From: Kevin Wolf <kwolf@redhat.com>
To: Denis Plotnikov <dplotnikov@virtuozzo.com>
Cc: keith.busch@intel.com, jsnow@redhat.com, qemu-block@nongnu.org,
qemu-devel@nongnu.org, mreitz@redhat.com, stefanha@redhat.com,
den@virtuozzo.com, famz@redhat.com, vsementsov@virtuozzo.com
Subject: Re: [Qemu-devel] [PATCH] blk: postpone request execution on a context protected with "drained section"
Date: Fri, 7 Dec 2018 13:26:47 +0100 [thread overview]
Message-ID: <20181207122647.GE5119@linux.fritz.box> (raw)
In-Reply-To: <20181205122326.26625-1-dplotnikov@virtuozzo.com>
Am 05.12.2018 um 13:23 hat Denis Plotnikov geschrieben:
> At the time, the "drained section" doesn't protect Block Driver State
> from the requests appearing in the vCPU threads.
> This could lead to the data loss because of request coming to
> an unexpected BDS.
>
> For example, when a request comes to ide controller from the guest,
> the controller creates a request coroutine and executes the coroutine
> in the vCPU thread.
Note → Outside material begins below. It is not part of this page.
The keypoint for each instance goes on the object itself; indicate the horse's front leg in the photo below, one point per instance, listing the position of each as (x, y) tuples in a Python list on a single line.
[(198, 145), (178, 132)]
If another thread(iothread) has entered the
> "drained section" on a BDS with bdrv_drained_begin, which protects
> BDS' AioContext from external requests, and released the AioContext
> because of finishing some coroutine by the moment of the request
> appearing at the ide controller, the controller acquires the AioContext
> and executes its request without any respect to the entered
> "drained section" producing any kinds of data inconsistency.
>
> The patch prevents this case by putting requests from external threads to
> the queue on AioContext while the context is protected for external requests
> and executes those requests later on the external requests protection removing.
>
> Also, the patch marks requests generated in a vCPU thread as external ones
> to make use of the request postponing.
>
> How to reproduce:
> 1. start vm with an ide disk and a linux guest
> 2. in the guest run: dd if=... of=... bs=4K count=100000 oflag=direct
> 3. (qemu) drive_mirror "disk-name"
> 4. wait until block job can receive block_job_complete
> 5. (qemu) block_job_complete "disk-name"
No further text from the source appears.